Two Poems by Maari Carter

For Sandy, Who Never Got Her Dance

What you’re told: it was rat poison,
a little more and she’d have thrown it up
. Instead

her mother decorates her grave out in Carrollton
at Hickory Grove every Christmas, has for the last

forty years. So you go, because you’re fifteen
and there are worse traditions than a dead girl

who wanted a boy’s damp hand against her back
before he deployed, had only meant it enough

to scare them, make them regret not letting her go.
What you’re not told: this is only one version

of grief, and it’s electricity haunts the pine thicket;
the injustice in re-hanging wreathes

older than a person feels like a fuck you
to the chances of days, the accidental graze

of life’s sweet ass and songs even stars dance to—
that you’ll want to burn it, the dented

reindeer antlers each inch of limp garland, the guestbook,
filled with names who came flaunting their pulses—

that you won’t understand how headlights
can be desperate, how for every bloodflooded chest

there’s a gymnasium, with cardboard cutout stars
falling from its rafters, faking the night sky.

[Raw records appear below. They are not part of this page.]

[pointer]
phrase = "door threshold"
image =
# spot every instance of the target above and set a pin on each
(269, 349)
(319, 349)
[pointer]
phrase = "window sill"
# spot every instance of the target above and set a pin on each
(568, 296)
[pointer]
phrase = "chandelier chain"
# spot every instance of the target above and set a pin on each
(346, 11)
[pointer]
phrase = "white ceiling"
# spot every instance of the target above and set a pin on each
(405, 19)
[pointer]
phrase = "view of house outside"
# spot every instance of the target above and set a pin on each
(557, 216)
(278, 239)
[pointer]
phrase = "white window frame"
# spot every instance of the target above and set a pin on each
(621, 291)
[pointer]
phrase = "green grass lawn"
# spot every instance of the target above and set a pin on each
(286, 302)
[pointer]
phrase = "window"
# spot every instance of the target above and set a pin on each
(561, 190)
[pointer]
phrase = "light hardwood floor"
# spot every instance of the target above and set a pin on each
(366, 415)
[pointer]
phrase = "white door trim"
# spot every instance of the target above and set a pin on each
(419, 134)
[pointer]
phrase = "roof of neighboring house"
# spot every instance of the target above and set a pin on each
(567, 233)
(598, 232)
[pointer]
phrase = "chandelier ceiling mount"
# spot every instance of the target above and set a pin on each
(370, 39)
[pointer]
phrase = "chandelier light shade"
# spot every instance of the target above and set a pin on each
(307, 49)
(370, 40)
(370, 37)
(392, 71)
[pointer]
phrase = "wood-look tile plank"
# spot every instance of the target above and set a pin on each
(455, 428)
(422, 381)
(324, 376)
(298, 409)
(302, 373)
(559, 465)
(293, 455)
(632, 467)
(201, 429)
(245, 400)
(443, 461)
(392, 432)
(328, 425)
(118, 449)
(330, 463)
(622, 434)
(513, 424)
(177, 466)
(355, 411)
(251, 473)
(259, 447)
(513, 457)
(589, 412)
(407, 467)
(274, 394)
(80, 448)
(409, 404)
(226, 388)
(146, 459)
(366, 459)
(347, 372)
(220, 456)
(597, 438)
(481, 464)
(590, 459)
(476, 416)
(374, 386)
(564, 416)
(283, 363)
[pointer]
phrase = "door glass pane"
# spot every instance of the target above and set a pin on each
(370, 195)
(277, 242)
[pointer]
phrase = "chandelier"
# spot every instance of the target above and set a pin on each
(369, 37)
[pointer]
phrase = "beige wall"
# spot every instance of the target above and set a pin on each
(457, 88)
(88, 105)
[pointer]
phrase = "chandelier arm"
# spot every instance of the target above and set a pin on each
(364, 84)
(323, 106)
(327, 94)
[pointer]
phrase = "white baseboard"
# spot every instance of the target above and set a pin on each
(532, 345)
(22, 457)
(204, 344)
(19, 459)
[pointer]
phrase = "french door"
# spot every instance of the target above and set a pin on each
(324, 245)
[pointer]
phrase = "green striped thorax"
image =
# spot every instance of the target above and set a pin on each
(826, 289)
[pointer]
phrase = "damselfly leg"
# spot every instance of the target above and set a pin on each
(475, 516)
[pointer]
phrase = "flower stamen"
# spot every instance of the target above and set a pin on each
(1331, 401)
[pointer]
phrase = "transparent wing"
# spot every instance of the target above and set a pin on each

For My Mother, Who Didn’t Provide a Forwarding Address

Every two hick town has orphaned mailboxes:
bills, coupons, TV Guide subscriptions scattered

over the hot blind earth, so no one thought
to wander down the gravel to your house,

decaying among overgrown persimmons and witch alder—
close enough to notice frayed window screens

under your carport or grume smudges on their panes.
I open the door you didn’t bother to lock, when you moved

to Memphis with the truck driver from Wisconsin,
which sends a Diet Coke can, its tab inside, clinking

into the dining room past dried dog shit and the leftover
dead: Abby, muzzle full of blowflies, intestinal fluids

seeped onto kitchen’s cheap vinyl, maggots dragging
the beds of her sockets, teeth still rooted

to blood drained gums, green-boned ribs
sticking out from her gas cracked chest.

The other two, Chinese Cresteds, side by side,
one further along than the other, both bloated

and stiff with rigor, lying beside a heap
of empty Marlboro cartons and fast food wrappers.

Outside, dirt dobbers buzz above the nest-ridden concrete
and grandmother’s Sweet Narcissus lean

against the porch. Belonging to you is a sucker punch,
and there is an us that won’t go beyond today,

except when I feel you in my habits:
when the coffee strainer grows green mold

in my maker, cigarette filters slosh
at the bottoms of months old bottles, and dead fruit flies

confetti my refrigerator— or when I feel
some faint umbilical current, from a day tinted

with dogwood pollen; filled with grass juice smell,
when you held me steady on your shoulders, while I plucked

pears, hanging from the highest branches
and gathered them in the folds of your redwarm skirt.


Maari Carter is originally from Winona, MS and attended The University of Mississippi where she received a B.A. in English. She is currently pursuing an M.F.A. in Creative Writing at Florida State University.